A note on terminology. Throughout, "under-resourced" refers narrowly to the availability of digital and NLP resources — parallel corpora, benchmarks, term banks, and pretrained models — not to the language itself. Malayalam is a classical language of India with ~38 million speakers and a deep literary and scholarly tradition. The gap this issue addresses is in the tooling and training data the AI industry has invested in it so far — and the point of this work is to help close that gap.
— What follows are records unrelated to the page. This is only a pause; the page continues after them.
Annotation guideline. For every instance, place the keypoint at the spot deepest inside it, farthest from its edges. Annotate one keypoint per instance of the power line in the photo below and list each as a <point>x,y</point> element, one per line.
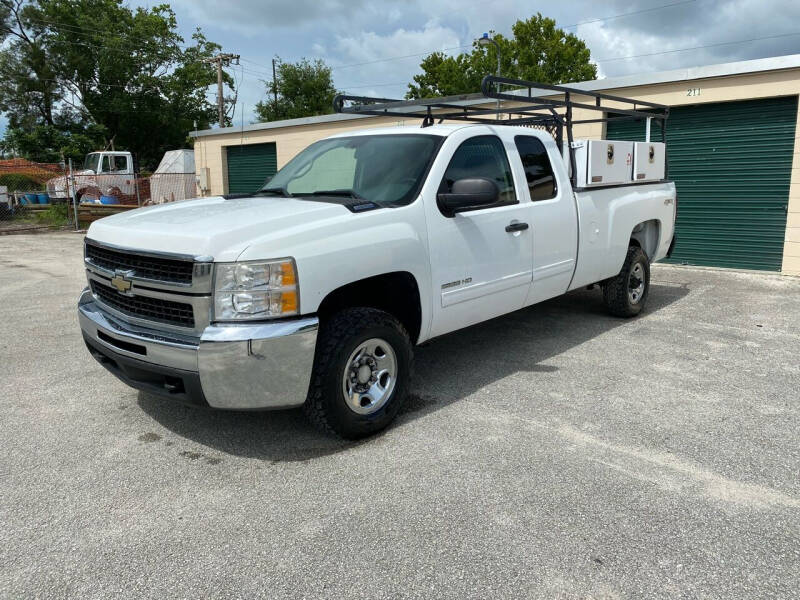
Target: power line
<point>635,12</point>
<point>768,37</point>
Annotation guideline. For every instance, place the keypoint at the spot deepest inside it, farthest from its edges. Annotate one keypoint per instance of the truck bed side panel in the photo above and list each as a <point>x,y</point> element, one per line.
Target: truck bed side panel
<point>607,219</point>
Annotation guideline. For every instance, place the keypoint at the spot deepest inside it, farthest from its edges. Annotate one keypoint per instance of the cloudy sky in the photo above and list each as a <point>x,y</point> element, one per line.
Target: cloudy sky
<point>375,46</point>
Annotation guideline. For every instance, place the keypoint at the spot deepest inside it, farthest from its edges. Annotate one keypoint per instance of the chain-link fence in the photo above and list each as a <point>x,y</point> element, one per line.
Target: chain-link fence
<point>40,196</point>
<point>24,201</point>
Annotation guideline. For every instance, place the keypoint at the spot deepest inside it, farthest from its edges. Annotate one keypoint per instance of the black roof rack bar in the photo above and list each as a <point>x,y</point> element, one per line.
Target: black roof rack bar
<point>528,106</point>
<point>569,103</point>
<point>365,103</point>
<point>494,80</point>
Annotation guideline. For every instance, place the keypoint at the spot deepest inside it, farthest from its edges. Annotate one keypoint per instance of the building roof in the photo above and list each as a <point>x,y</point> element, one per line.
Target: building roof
<point>775,63</point>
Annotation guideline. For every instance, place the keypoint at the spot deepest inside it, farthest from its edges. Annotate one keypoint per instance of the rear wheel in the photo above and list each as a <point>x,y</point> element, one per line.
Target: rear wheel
<point>361,372</point>
<point>626,294</point>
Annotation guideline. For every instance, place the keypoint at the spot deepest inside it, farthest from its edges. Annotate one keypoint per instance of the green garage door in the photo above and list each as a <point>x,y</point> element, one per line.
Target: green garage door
<point>249,166</point>
<point>731,163</point>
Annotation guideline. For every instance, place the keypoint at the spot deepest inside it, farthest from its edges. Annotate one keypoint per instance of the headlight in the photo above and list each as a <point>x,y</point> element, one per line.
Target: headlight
<point>255,290</point>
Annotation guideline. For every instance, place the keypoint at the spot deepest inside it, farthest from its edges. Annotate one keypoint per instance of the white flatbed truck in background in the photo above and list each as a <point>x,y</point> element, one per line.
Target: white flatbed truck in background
<point>314,290</point>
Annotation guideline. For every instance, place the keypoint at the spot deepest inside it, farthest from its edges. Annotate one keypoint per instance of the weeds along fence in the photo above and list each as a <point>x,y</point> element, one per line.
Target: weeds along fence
<point>39,196</point>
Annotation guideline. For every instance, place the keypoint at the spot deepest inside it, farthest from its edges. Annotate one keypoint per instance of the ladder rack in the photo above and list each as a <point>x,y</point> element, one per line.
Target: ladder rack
<point>527,103</point>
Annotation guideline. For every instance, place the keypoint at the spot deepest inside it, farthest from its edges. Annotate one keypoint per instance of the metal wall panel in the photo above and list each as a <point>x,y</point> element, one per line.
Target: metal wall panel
<point>731,163</point>
<point>249,166</point>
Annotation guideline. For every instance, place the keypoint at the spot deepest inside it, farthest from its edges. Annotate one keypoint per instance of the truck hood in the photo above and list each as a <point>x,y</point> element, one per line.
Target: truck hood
<point>218,227</point>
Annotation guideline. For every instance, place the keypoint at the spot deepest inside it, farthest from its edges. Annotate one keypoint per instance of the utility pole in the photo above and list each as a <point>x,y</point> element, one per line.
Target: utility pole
<point>222,60</point>
<point>274,88</point>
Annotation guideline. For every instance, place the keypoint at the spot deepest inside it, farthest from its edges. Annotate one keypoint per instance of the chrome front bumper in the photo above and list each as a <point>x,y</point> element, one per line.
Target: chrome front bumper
<point>235,367</point>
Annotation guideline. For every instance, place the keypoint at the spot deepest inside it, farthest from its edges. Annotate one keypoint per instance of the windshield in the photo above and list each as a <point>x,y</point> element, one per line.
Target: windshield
<point>90,162</point>
<point>385,169</point>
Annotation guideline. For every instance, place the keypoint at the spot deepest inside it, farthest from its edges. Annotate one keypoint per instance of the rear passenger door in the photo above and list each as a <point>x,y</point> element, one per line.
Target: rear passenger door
<point>480,262</point>
<point>553,216</point>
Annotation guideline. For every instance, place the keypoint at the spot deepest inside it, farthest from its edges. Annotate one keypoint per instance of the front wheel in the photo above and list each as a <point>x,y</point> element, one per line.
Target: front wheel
<point>361,372</point>
<point>625,295</point>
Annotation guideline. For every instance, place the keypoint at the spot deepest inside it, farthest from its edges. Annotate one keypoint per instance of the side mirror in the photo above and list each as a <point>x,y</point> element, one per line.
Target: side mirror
<point>468,194</point>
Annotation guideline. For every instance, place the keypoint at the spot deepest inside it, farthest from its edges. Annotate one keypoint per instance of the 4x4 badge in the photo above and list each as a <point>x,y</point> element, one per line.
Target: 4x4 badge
<point>121,281</point>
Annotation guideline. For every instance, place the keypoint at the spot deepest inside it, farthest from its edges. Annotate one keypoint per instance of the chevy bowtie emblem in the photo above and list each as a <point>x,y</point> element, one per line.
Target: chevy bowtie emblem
<point>121,281</point>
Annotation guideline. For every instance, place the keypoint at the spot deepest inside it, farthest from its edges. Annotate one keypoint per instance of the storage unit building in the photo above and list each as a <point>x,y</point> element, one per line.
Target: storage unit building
<point>733,151</point>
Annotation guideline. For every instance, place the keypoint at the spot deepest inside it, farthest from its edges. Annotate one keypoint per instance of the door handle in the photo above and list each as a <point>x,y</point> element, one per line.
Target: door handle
<point>516,226</point>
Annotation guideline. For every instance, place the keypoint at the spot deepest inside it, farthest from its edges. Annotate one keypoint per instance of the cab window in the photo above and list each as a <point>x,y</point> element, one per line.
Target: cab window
<point>538,170</point>
<point>481,156</point>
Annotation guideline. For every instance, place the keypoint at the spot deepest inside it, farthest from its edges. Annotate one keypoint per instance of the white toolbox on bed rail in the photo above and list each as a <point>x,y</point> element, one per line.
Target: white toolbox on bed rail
<point>603,162</point>
<point>648,161</point>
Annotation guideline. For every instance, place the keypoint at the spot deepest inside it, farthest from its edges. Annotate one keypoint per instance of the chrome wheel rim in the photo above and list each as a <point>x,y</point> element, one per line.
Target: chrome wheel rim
<point>636,283</point>
<point>369,376</point>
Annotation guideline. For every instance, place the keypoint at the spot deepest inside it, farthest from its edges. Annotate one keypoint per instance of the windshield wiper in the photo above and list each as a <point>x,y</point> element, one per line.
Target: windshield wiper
<point>275,191</point>
<point>341,192</point>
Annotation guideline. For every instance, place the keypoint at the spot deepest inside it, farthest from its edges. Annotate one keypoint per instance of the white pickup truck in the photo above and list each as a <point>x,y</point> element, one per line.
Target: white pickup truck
<point>314,290</point>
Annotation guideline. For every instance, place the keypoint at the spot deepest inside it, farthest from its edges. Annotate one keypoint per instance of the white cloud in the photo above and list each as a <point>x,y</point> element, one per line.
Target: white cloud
<point>363,49</point>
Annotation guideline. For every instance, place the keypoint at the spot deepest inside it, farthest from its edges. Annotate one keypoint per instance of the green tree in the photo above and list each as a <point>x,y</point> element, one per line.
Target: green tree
<point>304,89</point>
<point>538,51</point>
<point>83,74</point>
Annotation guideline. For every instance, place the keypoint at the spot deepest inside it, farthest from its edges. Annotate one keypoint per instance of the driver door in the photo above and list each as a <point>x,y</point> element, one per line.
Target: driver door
<point>481,260</point>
Research findings (frontloaded)

1. Translation-quality landscape

The dominant signal across every Indic benchmark is the well-resourced vs under-resourced gap, and Malayalam sits well below the best-resourced Indic languages. Crucially, the weak direction is exactly ours: generating Malayalam script and morphology (en→ml) is far harder than reading it (ml→en).
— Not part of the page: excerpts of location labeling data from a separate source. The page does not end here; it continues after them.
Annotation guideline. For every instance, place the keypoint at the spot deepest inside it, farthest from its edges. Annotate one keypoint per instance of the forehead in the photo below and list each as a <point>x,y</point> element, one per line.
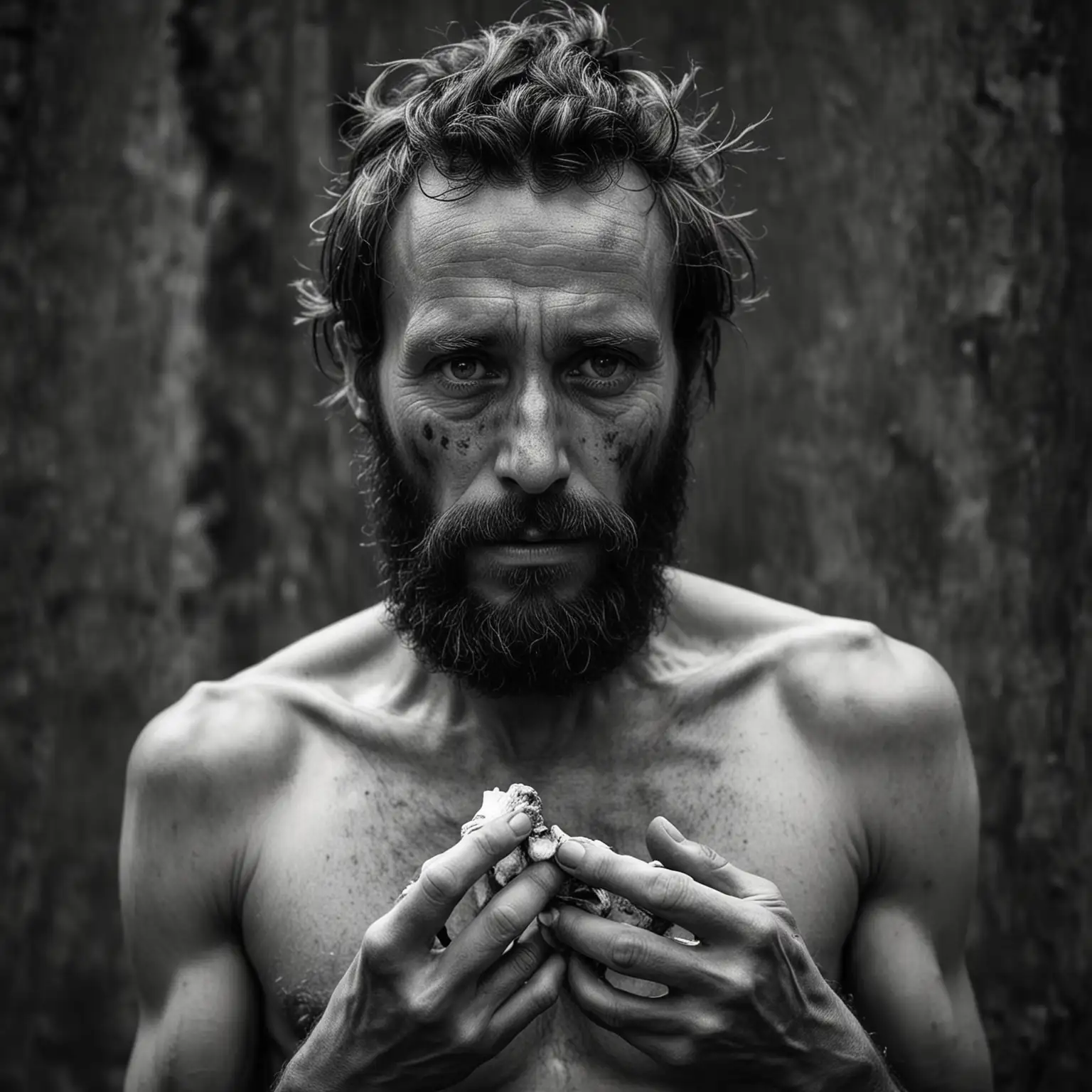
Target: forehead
<point>574,249</point>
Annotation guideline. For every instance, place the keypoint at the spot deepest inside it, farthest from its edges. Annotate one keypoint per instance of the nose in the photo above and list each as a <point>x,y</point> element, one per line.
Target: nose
<point>533,444</point>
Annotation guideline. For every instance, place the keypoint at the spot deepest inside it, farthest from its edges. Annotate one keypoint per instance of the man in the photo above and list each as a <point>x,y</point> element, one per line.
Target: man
<point>522,277</point>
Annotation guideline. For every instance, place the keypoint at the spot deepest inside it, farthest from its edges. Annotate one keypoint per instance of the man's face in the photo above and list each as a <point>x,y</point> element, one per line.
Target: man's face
<point>525,454</point>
  • The en→ml generation direction collapses for general LLMs. On IndicGenBench (FLORES-IN, chrF, one-shot), GPT-4's en→ml score was 28.4 vs PaLM-2-L's 59.7 and BLOOMZ's 66.2 — roughly half. ml→en is much closer (GPT-4 58.6 vs PaLM-2 68.0). This tool runs en→ml, so this is the relevant cliff.
  • Understanding does not imply generation. GPT-4o leads Malayalam comprehension on MILU at ~71%, but that is still ~10 points below English and ~6 below Hindi — and comprehension ≠ writing fluent, correct Malayalam.
  • Dedicated NMT beats general LLMs on generation by a wide margin. On FLORES-200, GPT-3.5 ml→en chrF was 50.10 vs IndicTrans2 66.20 and Google 66.40 — a ~16 chrF gap even in the easier direction.
  • Claude-on-Malayalam is unmeasured. Anthropic publishes no per-language Malayalam translation scores. Its only public multilingual table is 14 languages, MMLU understanding relative to English, and Malayalam is absent — the only Indic entries are the two best-resourced (Hindi 96.7%, Bengali 95.4%, on Sonnet 4.5). Claude's strong MT reputation (WMT24 wins, blind professional ratings) is built entirely on high-resource European/East-Asian pairs. Confidence that this transfers to Malayalam is low and should be communicated that way to the contributor.
  • Failure modes are intrinsic, not transient: agglutinative morphology, complex sandhi (word-joining), long compounds, native-script generation, and English code-mixing. Our content adds a second axis of difficulty — dense quantitative-economics and Python prose, a domain Malayalam corpora barely cover.
  • Scaling helps the data-scarce floor more than the high-resource ceiling, but does not close the gap. Relative gains from larger models are largest exactly where training data is thinnest, but no frontier model exceeds ~58% average on the hardest Indic languages. Bigger models reduce post-edit burden; they do not eliminate it.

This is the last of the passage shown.